Путь к рынку Ружевича лежит через центр, полный шикарных магазинов, отелей, рынков, набитых одеялами, кружевами и самодельными колбасами. Деликатесные киоски ломятся от угрей и устриц; фрукты всех стран, наше шампанское, шоколад «Аленка», измеряемые в джинсах, выглядят оскорбительно. Вдоль газонов, разложив на траве ношеные, но мокрые для товарности вещи, поражая хорошими манерами, торгуют представители дна. Антикварные магазины и цветочные салоны, хлеб по цене духов, умопомрачительные меха на прохожих и люди, копающиеся рядом с ними в урнах. Кажется, что спекулирует вся Польша. В комнате пани Кристины лежит двухметровая стопка спортивных костюмов, ее дочка-студентка была на практике в Сингапуре. «Теперь надо ехать в Союз продавать их», – тяжело вздыхает пани Кристина.

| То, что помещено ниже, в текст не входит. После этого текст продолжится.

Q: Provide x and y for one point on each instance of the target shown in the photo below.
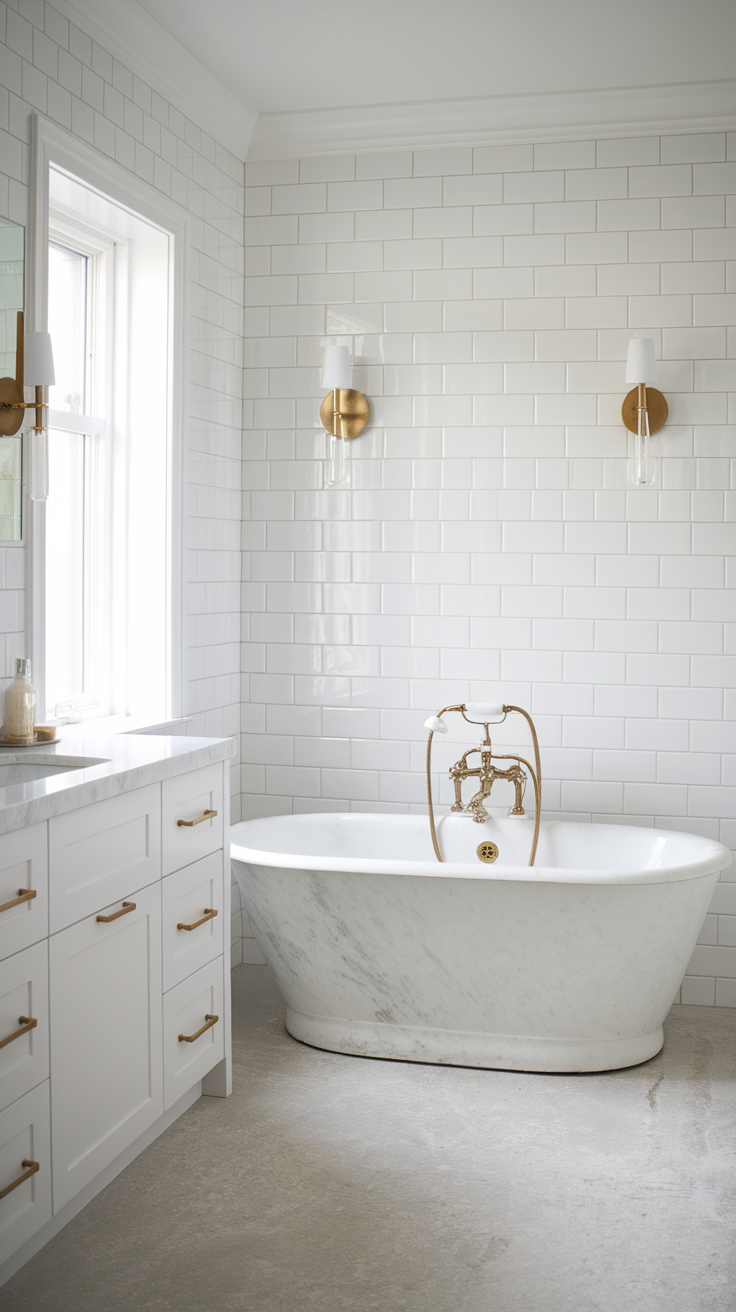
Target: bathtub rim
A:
(714, 861)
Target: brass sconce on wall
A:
(34, 368)
(344, 412)
(644, 410)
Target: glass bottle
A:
(20, 707)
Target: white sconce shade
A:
(38, 360)
(640, 365)
(336, 368)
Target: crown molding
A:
(142, 43)
(495, 120)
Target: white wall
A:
(49, 64)
(490, 543)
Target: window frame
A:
(55, 147)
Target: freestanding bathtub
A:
(382, 951)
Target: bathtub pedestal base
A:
(457, 1047)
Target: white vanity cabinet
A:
(122, 962)
(105, 1037)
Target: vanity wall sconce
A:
(644, 410)
(34, 368)
(344, 412)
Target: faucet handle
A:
(482, 711)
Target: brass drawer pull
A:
(209, 915)
(189, 824)
(123, 911)
(26, 1024)
(24, 895)
(189, 1038)
(32, 1167)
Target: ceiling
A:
(285, 55)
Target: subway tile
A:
(539, 185)
(621, 215)
(597, 184)
(697, 211)
(629, 150)
(597, 248)
(695, 148)
(568, 217)
(661, 180)
(307, 198)
(714, 179)
(503, 219)
(353, 196)
(472, 189)
(444, 222)
(503, 159)
(444, 160)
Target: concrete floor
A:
(333, 1184)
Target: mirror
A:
(12, 246)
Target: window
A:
(108, 535)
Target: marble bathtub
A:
(382, 951)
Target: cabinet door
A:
(99, 853)
(105, 1038)
(193, 1038)
(24, 869)
(189, 825)
(188, 899)
(24, 1022)
(24, 1146)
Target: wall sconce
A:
(344, 412)
(34, 368)
(643, 412)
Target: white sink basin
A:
(40, 765)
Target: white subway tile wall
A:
(49, 64)
(490, 543)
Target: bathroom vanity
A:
(114, 963)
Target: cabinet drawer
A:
(24, 997)
(186, 1010)
(24, 867)
(188, 798)
(105, 992)
(186, 898)
(100, 853)
(24, 1138)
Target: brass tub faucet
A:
(486, 773)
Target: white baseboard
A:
(33, 1245)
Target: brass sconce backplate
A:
(657, 410)
(353, 412)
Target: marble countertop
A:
(125, 761)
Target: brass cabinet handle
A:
(26, 1024)
(189, 824)
(123, 911)
(32, 1167)
(189, 1038)
(209, 915)
(24, 895)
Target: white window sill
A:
(109, 724)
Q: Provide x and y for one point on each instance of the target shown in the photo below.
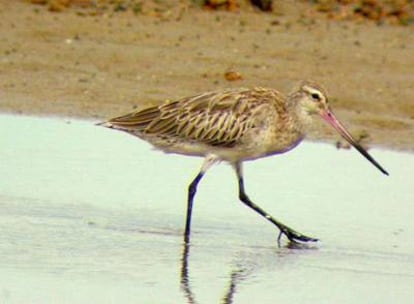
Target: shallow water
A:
(91, 215)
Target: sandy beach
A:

И тут же протягивает нам ключи: она пойдет в детский сад за Домиником и Паулиной, а мы можем прийти раньше. Это при том, что мы знакомы день, а кто такой Костя, она так и не вспомнила.
До рынка Ружевича добираемся, когда начинает смеркаться. Это сказочный городок разбойников, по очередям и палаткам разбрелись персонажи Феллини, чтобы взаимодействовать с польской любезностью и социалистической разнузданностью. Участвовать в этом маскараде не стыдно и весело. Достав шоколадку «Сказки Пушкина», я малодушно представляю себе лица московских знакомых, нарвись они на меня в эту минуту, и припоминаю, что Ходасевич и Ахматова торговали селедкой, когда Литфонд отоваривал их продуктовые карточки только этим продуктом. Дети с интересом смотрят на меня, муж ждет, что уж сейчас точно заберут и на этом вояж в Лондон счастливо закончится.
Видимо, я стою как соляной столб, и выражение моего лица не цепляет ни один спекулянтский глаз. Устав от профессиональной непригодности, я возвращаю «Сказки Пушкина» в сумку, и мы идем мимо рядов более удачливых коллег к выходу. И тут вдруг появляется женщина с вездесущим выражением лица, мгновенно, через сумку оценивает содержимое и истошно верещит:
– Пани русска! Пусть пани продаст рыбку!
– Какую рыбку?
– Рыбку! Пусть пани продаст рыбку! Рыбку!
Я вылавливаю в сумке банку шпрот, пани стонет от счастья и трясет бумажками. Злотые в сумерках рынка надо очень тщательно проверять, потому что польские пять копеек такая же простыня, как и пятьсот рублей, чем грамотно оперируют аборигены в отношениях с туристами. Пока Саша отсчитывает надобную сумму из охапки злотых, «пани рыбка» превращается в огромную толпу, лезущую в сумку руками с всхлипами «рыбка, мяска, кава». Перед моим носом крутят уже несколько банок, извлеченных из моей же сумки под крик «пани, пять тысченцев!».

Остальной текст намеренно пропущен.